In 1927 the name of Mosquito Inlet was changed to Ponce de Leon Inlet. The lighthouse was transferred from the abolished Lighthouse Service to the United States Coast Guard in 1939, which would oversee it for the next three decades. In 1970, the Coast Guard abandoned the old light station and established a new beacon at New Smyrna Beach. The abandoned property was then deeded to the Town of Ponce Inlet. At the urging of concerned citizens, the Town of Ponce Inlet accepted the Light Station property from the Coast Guard in 1972, and the Lighthouse Preservation Association was formed to manage the museum. That same year, the lighthouse was listed on the National Register of Historic Places.

==Present day museum==
In 1982 the light was restored to active service, primarily because highrise buildings blocked the Coast Guard's beacon on the other side of the inlet. The Ponce De Leon Inlet Light Station was designated a National Historic Landmark on August 5, 1998, one of only eleven lighthouses to earn this designation.
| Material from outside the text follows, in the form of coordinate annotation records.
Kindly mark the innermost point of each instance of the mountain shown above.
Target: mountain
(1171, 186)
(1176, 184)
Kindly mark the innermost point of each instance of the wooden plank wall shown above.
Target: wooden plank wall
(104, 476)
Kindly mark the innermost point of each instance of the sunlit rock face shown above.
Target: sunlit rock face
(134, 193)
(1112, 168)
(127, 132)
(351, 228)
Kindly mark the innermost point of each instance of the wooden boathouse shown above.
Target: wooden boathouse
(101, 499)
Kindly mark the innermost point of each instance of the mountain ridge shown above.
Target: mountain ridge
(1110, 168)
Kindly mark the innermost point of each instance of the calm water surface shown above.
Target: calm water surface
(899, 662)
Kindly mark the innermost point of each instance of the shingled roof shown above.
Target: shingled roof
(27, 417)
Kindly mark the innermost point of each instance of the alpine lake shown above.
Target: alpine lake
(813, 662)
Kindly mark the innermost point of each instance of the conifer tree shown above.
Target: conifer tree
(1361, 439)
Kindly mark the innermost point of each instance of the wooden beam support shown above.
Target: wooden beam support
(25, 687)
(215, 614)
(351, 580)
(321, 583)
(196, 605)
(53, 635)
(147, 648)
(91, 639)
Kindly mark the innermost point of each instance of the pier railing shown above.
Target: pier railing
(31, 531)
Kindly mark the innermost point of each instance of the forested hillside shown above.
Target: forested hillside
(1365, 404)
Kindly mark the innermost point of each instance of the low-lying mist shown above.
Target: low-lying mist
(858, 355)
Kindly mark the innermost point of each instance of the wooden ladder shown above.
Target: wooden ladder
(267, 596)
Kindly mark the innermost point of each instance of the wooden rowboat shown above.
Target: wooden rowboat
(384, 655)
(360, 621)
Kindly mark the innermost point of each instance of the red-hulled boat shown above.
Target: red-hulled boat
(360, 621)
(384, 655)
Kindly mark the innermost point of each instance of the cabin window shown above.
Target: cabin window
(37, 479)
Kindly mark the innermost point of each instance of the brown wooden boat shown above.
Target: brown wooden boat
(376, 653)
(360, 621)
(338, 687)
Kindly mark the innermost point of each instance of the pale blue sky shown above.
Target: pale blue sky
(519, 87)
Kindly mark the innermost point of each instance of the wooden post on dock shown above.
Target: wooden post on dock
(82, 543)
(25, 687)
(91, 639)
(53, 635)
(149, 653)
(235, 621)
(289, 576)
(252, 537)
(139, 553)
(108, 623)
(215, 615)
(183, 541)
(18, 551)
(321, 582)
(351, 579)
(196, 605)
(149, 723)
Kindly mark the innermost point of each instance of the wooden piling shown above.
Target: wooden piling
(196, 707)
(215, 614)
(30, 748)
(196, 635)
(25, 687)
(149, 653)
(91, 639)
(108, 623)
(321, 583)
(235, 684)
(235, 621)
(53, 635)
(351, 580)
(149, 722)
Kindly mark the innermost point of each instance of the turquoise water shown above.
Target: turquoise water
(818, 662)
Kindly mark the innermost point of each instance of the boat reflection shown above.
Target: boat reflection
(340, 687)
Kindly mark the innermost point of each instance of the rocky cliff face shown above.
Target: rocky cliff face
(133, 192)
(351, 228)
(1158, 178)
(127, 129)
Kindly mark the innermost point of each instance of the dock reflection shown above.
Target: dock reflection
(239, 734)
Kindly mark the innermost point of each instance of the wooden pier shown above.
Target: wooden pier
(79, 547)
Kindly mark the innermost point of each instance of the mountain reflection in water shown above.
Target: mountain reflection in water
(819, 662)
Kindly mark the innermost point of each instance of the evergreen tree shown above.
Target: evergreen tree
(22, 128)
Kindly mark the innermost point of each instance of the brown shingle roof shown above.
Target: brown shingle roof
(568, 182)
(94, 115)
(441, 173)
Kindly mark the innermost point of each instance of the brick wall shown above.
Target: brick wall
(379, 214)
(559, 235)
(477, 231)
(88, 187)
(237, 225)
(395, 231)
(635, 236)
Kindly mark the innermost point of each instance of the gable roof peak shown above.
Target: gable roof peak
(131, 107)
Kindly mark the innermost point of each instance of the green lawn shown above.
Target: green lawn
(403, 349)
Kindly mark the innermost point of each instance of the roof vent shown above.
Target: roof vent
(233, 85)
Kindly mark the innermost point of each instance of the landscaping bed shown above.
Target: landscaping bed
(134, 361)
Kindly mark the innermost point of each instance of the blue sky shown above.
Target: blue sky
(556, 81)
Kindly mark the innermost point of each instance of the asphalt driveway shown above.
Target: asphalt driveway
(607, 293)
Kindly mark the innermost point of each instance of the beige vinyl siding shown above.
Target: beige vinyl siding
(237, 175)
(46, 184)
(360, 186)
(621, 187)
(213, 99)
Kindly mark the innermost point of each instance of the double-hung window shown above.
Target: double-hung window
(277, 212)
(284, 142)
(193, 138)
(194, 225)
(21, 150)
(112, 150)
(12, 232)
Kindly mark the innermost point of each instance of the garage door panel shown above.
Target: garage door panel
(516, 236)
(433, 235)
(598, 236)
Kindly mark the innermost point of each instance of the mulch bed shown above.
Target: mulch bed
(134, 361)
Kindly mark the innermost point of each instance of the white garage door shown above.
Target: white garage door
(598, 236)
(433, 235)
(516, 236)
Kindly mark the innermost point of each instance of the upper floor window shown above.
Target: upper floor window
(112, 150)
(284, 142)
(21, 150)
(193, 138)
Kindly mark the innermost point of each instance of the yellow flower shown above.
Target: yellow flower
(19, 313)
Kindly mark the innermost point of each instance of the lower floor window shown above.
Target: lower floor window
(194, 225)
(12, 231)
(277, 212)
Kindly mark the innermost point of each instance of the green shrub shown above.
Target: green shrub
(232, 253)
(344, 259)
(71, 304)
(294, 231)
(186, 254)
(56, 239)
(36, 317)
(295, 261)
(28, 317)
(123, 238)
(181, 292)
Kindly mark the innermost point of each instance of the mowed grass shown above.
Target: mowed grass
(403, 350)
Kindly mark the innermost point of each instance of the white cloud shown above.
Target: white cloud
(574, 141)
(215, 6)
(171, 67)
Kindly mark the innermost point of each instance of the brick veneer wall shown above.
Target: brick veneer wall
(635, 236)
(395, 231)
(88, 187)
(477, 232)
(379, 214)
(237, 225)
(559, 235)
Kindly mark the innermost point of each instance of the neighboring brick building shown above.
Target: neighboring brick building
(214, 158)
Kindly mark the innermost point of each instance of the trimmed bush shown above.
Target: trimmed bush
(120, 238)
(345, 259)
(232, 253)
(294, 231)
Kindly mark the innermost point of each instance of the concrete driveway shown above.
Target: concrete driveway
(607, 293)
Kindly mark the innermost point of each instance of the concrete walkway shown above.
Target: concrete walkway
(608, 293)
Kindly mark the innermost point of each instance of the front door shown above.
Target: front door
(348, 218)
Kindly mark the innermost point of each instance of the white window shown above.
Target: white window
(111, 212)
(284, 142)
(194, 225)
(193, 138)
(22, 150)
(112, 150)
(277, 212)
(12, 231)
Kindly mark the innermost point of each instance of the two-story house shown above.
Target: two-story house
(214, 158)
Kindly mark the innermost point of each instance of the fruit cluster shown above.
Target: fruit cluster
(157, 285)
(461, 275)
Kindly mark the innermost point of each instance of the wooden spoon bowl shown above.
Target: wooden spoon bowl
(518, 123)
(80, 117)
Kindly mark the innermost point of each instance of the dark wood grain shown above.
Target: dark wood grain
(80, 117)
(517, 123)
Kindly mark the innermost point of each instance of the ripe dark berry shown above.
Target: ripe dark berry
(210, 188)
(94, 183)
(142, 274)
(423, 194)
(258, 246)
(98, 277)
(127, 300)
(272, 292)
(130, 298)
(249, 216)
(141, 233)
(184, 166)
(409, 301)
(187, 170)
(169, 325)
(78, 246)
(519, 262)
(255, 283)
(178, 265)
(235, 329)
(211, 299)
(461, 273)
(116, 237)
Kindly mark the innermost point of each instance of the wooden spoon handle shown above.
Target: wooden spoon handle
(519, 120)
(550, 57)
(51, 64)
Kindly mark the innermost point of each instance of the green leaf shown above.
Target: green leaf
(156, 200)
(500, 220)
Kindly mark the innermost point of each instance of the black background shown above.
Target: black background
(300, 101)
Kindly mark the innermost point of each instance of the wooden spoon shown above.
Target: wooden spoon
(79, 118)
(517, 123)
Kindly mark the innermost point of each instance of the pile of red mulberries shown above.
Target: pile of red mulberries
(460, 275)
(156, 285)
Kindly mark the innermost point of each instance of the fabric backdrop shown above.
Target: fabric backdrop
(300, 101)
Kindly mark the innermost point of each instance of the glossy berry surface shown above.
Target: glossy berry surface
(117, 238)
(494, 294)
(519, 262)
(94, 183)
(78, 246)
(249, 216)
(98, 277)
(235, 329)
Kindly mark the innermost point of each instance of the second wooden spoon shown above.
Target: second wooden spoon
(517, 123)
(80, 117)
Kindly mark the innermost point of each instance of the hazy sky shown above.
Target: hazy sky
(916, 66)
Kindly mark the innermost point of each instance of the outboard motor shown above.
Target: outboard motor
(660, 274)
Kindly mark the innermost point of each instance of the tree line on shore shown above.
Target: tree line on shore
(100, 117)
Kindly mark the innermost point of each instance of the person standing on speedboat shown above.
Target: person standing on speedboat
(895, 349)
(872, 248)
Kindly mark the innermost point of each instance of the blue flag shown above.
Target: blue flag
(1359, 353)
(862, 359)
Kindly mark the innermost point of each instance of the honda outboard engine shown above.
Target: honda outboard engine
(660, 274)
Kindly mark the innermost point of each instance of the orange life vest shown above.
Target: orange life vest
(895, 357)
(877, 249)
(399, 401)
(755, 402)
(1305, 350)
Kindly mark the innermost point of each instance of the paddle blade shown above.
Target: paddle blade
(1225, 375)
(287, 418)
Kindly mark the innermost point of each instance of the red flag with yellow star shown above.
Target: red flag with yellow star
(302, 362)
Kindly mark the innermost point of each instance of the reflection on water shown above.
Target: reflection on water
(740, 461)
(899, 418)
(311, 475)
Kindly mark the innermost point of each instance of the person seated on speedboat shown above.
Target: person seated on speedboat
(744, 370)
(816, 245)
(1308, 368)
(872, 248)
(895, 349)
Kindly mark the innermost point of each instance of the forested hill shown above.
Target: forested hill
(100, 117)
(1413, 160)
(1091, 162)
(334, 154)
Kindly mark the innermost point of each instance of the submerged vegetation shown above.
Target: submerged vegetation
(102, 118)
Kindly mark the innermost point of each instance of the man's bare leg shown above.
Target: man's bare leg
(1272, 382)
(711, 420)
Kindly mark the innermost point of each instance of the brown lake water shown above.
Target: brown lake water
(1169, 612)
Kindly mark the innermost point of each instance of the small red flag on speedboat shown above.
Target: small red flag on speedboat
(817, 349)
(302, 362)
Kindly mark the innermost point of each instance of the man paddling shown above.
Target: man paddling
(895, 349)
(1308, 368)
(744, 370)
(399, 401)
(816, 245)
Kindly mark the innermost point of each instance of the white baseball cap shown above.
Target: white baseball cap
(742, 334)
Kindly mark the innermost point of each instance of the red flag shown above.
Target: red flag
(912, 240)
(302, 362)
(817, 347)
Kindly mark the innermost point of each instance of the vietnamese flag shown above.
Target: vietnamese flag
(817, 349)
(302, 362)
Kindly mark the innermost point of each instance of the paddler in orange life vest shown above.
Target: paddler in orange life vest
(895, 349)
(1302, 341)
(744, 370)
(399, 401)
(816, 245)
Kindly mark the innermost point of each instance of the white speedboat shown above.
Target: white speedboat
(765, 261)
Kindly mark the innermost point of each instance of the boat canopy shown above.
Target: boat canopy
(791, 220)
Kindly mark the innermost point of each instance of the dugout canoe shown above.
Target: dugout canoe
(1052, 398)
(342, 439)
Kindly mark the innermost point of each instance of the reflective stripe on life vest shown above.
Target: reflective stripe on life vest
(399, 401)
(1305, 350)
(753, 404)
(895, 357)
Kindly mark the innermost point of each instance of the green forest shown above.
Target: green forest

The lighthouse and three keepers' dwellings have been restored, and are open to the public seven days a week. The lighthouse tower is open for climbing. The original 1867 Barbier et Fenestre first order fixed lens (installed 1887), and 1860 "Henry Lepaute" rotating first order Fresnel lens used at Cape Canaveral Light Station are all on display at the museum. The 1904 Barbier, Benard, et Turenne rotating third order Fresnel lens has been restored to service in the tower, which operates today as a private aid to navigation and is maintained by the museum staff. It is just south of Daytona Beach.